The whole solution supports dual-network compatible renovation adapting to both network cables and optical fibers. There is no need for full-house cable replacement, business suspension construction or damage to original interior decorations, featuring minimal construction impact and short implementation cycles. After deployment, unified visualized backend management enables simple daily operations. No dedicated IT staff is required, and ordinary hotel employees can complete routine compliance self-inspections, log export and equipment maintenance work, greatly cutting daily compliance operation costs.

For hotels, fully implementing audit requirements of Decree No.82 and No.151 is not merely for passing inspections, but also a core guarantee to evade operational risks and achieve sustainable development. Substandard hotels will not only face heavy fines and rectification deadlines, but also risk suspended network services interfering with daily business operations, together with hidden risks such as customer data leakage, online public opinion crises and accountability liabilities.
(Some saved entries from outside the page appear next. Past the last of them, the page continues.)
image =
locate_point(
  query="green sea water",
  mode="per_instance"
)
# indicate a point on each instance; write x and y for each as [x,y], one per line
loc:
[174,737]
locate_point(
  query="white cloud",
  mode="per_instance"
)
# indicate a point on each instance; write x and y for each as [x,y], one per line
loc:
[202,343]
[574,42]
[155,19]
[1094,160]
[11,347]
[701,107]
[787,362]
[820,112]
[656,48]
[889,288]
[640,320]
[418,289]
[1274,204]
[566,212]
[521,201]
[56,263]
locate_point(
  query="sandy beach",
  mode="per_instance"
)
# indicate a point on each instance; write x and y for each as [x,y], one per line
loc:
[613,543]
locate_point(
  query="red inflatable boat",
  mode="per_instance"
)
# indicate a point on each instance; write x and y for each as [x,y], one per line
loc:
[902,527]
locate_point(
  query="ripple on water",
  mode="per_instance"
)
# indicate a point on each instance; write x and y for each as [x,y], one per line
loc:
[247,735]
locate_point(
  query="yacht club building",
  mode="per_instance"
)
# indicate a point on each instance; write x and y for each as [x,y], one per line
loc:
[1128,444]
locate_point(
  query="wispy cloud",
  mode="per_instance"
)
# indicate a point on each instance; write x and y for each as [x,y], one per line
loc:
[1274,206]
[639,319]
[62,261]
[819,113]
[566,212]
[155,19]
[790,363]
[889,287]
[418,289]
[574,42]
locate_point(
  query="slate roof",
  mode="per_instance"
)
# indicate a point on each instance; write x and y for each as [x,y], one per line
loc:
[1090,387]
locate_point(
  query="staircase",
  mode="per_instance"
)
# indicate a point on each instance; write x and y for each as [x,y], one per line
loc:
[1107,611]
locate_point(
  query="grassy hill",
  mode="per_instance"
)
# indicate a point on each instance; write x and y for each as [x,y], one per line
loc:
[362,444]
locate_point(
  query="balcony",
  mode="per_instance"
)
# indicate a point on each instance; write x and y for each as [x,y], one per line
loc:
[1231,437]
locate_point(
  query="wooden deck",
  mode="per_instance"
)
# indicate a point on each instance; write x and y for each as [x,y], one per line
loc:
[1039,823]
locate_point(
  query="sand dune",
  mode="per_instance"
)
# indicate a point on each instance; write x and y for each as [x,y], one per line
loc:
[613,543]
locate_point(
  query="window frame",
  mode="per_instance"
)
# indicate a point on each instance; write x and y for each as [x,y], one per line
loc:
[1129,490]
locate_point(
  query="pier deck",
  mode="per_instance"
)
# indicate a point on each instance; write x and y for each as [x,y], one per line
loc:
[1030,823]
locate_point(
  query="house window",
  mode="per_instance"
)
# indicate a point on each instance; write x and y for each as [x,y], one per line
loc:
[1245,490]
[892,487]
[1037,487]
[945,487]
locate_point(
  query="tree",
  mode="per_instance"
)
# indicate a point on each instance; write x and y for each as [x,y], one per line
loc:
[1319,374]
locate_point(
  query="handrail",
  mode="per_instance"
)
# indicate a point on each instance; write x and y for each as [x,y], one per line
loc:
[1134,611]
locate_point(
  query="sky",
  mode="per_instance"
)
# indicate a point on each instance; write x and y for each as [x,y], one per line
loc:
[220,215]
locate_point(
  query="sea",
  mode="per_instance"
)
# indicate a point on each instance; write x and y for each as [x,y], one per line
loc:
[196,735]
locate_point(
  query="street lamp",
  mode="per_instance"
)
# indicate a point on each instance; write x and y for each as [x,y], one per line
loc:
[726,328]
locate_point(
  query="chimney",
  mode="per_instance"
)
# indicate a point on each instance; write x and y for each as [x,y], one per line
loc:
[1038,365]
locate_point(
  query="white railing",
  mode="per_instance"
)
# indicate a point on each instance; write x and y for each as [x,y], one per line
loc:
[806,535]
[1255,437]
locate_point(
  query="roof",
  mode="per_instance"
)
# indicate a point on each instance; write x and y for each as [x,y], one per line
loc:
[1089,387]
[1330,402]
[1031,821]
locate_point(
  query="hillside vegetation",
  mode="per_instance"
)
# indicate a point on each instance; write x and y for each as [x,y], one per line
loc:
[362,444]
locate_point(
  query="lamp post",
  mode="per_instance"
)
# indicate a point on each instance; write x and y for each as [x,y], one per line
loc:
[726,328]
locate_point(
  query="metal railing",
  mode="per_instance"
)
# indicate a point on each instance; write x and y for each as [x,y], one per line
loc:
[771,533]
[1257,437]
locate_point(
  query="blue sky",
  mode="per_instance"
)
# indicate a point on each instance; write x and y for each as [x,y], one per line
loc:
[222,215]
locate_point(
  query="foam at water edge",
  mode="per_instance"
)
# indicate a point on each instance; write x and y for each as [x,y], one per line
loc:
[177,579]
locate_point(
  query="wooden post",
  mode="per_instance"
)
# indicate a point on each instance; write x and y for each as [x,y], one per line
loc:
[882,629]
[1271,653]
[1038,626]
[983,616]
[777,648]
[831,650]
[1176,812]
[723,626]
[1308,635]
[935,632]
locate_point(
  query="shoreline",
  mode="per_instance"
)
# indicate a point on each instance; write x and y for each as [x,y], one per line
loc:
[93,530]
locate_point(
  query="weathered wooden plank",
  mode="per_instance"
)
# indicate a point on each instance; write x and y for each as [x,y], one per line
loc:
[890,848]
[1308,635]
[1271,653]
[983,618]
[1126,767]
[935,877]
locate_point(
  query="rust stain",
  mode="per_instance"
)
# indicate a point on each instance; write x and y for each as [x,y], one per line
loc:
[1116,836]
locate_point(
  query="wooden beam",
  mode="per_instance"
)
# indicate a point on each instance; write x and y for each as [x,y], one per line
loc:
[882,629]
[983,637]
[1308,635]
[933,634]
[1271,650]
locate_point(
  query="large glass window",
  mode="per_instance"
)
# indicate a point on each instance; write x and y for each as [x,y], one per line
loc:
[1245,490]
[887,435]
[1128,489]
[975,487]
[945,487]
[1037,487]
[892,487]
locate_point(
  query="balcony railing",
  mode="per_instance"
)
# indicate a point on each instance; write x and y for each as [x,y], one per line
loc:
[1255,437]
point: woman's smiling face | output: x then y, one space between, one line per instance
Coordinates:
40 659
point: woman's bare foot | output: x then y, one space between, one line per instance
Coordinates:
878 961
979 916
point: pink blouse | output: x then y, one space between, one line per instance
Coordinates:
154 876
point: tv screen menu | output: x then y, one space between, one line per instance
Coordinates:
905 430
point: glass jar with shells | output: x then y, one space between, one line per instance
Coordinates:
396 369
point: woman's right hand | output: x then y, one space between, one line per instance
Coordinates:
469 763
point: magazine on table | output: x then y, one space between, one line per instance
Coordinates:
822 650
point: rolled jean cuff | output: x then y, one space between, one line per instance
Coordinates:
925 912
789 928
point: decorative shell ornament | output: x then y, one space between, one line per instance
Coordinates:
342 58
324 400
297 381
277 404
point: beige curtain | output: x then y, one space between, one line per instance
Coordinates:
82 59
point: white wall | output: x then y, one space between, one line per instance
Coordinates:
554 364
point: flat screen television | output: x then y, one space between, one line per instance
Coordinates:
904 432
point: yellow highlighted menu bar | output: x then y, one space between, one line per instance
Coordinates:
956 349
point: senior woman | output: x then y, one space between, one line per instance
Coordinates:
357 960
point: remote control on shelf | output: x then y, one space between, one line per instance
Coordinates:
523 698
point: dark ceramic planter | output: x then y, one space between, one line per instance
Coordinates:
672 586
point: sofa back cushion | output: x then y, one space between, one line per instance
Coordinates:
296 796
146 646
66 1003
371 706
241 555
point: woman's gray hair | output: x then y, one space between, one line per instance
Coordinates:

AINOPOL all-optical network compliance solutions help hotels fully meet all requirements of the two decrees via streamlined architecture, completely eliminate auditing and real-name verification loopholes, and avoid repeated rectifications caused by unqualified random inspections. On the premise of ensuring full compliance, it provides guests with high-speed and stable internet access experience to improve hotel service reputation. Featuring low costs, easy maintenance and strong compatibility, it assists hotels in realizing solid compliance guarantee, service experience upgrading and long-term stable operation.

FAQ

Q1: Are hotels required to comply with both Decree No.82 and Decree No.151 simultaneously?

A: Yes, both are indispensable. Decree No.82 sets technical implementation standards which mandate hotels to deploy security measures such as real-name verification, behavior auditing and log retention. Decree No.151 formulates law enforcement inspection and penalty rules to standardize official supervision procedures and violation disposal methods. The two decrees jointly constitute the complete hotel network compliance system, and hotels must meet all requirements of both.

Q2: Is simplified auditing or exemption from real-name verification allowed for WiFi services in public areas?

A: No. In accordance with Decree No.82, real-name verification and internet access auditing must be implemented in all public internet access areas. Authentication exemption and simplified auditing are typical compliance loopholes and will be directly confirmed as regulatory violations.

Q3: What is the mandatory log retention period? Will insufficient retention duration lead to penalties?

A: Both decrees uniformly require internet access logs to be retained in a rolling manner for 180 days. Insufficient retention time, incomplete data and modifiable logs are all explicit violations and frequent penalty targets in public security random inspections, which must be strictly rectified to reach the standard.